When reached by telephone last night, dog owner Serrano said, "They lie. What they're saying is not true. My dog didn't bite anybody. They just want to kill my dog.
"I don't believe what the lady says,'' Serrano said. "She was spraying water at the dog, throwing rocks at her and doing things to the dog."
Serrano said Romero gave him 72 hours to consult with a lawyer and decide whether to appeal the chief's decision in Lawrence District Court. Serrano said he planned to talk with Lawrence attorney James Landy today to determine what to do next.
"I love my dog, and I want my dog back," Serrano said.
During yesterday's hearing, Serrano accused Nunez of taunting the dog and untying her, according to a police department report of the proceeding.

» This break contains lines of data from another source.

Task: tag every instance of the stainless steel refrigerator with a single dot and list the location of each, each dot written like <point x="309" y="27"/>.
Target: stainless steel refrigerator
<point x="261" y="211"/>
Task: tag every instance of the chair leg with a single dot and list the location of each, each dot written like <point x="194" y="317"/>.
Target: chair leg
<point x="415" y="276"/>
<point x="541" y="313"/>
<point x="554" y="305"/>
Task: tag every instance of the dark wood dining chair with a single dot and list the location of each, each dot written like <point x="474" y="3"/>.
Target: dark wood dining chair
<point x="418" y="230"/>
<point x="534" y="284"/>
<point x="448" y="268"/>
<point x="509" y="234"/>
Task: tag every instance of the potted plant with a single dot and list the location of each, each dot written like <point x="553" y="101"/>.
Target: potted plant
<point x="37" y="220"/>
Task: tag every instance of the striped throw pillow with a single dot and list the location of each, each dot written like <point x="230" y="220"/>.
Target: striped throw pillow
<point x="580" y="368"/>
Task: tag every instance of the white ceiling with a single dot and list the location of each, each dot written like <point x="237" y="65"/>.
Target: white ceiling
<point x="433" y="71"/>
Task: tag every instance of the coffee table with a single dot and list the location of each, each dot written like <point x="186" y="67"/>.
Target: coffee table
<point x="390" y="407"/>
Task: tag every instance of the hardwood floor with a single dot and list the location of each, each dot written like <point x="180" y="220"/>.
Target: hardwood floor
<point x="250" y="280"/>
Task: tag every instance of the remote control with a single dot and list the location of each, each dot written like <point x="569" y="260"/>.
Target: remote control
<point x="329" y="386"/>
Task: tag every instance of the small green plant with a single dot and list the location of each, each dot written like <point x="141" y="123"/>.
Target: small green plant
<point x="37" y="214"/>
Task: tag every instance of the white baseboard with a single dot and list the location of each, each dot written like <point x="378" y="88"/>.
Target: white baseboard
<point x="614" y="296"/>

Serrano told the chief he had an argument the previous week with Nunez when she complained about the dog's constant barking, the report said.
The report said Romero told Serrano he was "unable or unwilling to properly secure this animal and this has put your neighbors at risk."
"Your assertion that the victim is somehow responsible for the attack by untying the dog and allowing it into her yard is not credible," Romero said.
"As Chief of Police, it is my responsibility to protect the residents of this city,'' he continued in the report. "We have a confirmed dog bite as well as numerous complaints from neighbors and the U.S. Post Office as to how this animal has terrorized the neighborhood .... The dog is banned from Lawrence."
Romero later said his decision to have the dog euthanized would be postponed if Serrano appeals, pending the outcome of any court action.
During the last 10 years, Romero said four dogs in the city have been destroyed, in each case, after the MSPCA determined the dogs could not rehabilitated. In at least one instance, an owner sued police, but lost the case.
"Clearly, this dog is bad for Lawrence," Romero said of Asia. "And clearly, this was the right option to take. The clincher was the dog's history and the fact that the woman was bitten in her own yard. That was enough. Then, there are lots of kids in that neighborhood. The people in that neighborhood live in fear of that dog."
Serrano said the chief was not interested in hearing his side of the story.
"Six people came with me yesterday to testify, but only two were allowed to be there (at the hearing)," Serrano said. "He's (Romero) not interested in the truth."
Romero said, "Let him take me to court if he wants. That's his right."